Half an hour later we were on our way to Taverna Moriggi, though as we walked there Braggadocio mentioned nothing about his revelations. Instead, he said, “You must have noticed that something’s wrong with Maia. She’s autistic.”
“Autistic? But autistic people keep closed up in themselves, don’t they? Why do you say she’s autistic?”
“I read about an experiment on the early symptoms of autism. Suppose you’re in a room with me and Pierino, a child who is autistic. You tell me to hide a small ball and then to leave. I put it into a bowl. Once I’ve left, you take the ball from the bowl and put it into a drawer. Then you ask Pierino: When Signor Braggadocio returns, where will he look for the ball? And Pierino will say: In the drawer, no? In other words, Pierino won’t think that in my mind the ball is still in the bowl, because in his mind it’s already in the drawer. Pierino can’t put himself in someone else’s position, he thinks that everyone is thinking what he’s thinking.”
“But that’s not autism.”
“I don’t know, perhaps it’s a mild form of autism, like touchiness being the first stage of paranoia. But that’s how Maia is — she can’t see the other person’s point of view, she thinks everyone’s thinking like her. Didn’t you notice the other day, at a certain point she said that he had nothing to do with it, and this ‘he’ was someone we’d been talking about an hour earlier. She was still thinking about him, or he’d returned to her thoughts at that moment, but it didn’t occur to her that we might have stopped thinking about him. She’s mad, I tell you. And watch her as she talks, like an oracle—”
This sounded like nonsense and I cut him short: “Those who play oracles are always mad. Maybe she’s descended from the Cumaean Sibyl.”
We had reached the tavern. Braggadocio got to the point.
“I’ve got my hands on a scoop that would sell a hundred thousand copies of Domani, if only it was already on sale. In fact, I want some advice. Should I give what I’m investigating to Simei or try to sell it to another newspaper, to a real one?

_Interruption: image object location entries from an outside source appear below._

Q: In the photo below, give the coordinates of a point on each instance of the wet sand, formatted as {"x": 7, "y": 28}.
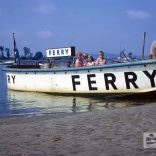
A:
{"x": 116, "y": 132}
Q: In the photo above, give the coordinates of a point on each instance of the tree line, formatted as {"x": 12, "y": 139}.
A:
{"x": 5, "y": 53}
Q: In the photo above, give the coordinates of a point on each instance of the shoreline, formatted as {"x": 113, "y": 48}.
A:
{"x": 107, "y": 132}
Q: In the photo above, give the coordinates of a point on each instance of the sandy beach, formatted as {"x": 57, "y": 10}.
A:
{"x": 116, "y": 132}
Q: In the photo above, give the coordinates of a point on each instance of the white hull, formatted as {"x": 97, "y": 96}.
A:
{"x": 134, "y": 77}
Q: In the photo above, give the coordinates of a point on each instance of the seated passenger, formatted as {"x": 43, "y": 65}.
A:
{"x": 90, "y": 61}
{"x": 79, "y": 60}
{"x": 100, "y": 60}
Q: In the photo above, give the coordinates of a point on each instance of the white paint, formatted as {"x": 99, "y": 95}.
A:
{"x": 61, "y": 82}
{"x": 59, "y": 52}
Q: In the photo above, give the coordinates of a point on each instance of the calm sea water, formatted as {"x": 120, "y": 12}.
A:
{"x": 29, "y": 103}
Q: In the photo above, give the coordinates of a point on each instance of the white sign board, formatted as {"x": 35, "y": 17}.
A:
{"x": 60, "y": 52}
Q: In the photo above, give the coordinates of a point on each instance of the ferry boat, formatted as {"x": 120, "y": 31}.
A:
{"x": 119, "y": 78}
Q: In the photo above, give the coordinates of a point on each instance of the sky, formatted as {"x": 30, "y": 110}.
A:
{"x": 89, "y": 25}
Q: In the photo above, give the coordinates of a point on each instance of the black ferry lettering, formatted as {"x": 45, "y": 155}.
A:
{"x": 13, "y": 78}
{"x": 8, "y": 77}
{"x": 62, "y": 52}
{"x": 66, "y": 51}
{"x": 110, "y": 81}
{"x": 90, "y": 82}
{"x": 75, "y": 82}
{"x": 151, "y": 77}
{"x": 130, "y": 80}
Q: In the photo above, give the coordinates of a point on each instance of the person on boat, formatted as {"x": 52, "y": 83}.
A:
{"x": 79, "y": 60}
{"x": 90, "y": 61}
{"x": 153, "y": 50}
{"x": 85, "y": 58}
{"x": 100, "y": 60}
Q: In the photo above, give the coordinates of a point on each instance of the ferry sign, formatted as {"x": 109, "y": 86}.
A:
{"x": 60, "y": 52}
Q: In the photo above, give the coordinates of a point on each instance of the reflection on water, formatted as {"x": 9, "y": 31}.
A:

It’s dynamite, involves Mussolini.”
“It doesn’t sound like a story of great topical interest.”
“The topical interest is the discovery that someone has been deceiving us, in fact lots of people. In fact, they’ve all been deceiving us.”
“In what sense?”
“A long story. All I have for now is a theory, and with no car I can’t get where I have to go to interview the surviving witnesses. Let’s start with the facts as we all know them, then I’ll tell you why my theory is reasonable.”
Braggadocio did no more than summarize what he described as the commonly accepted story, which, according to him, was just too simple to be true.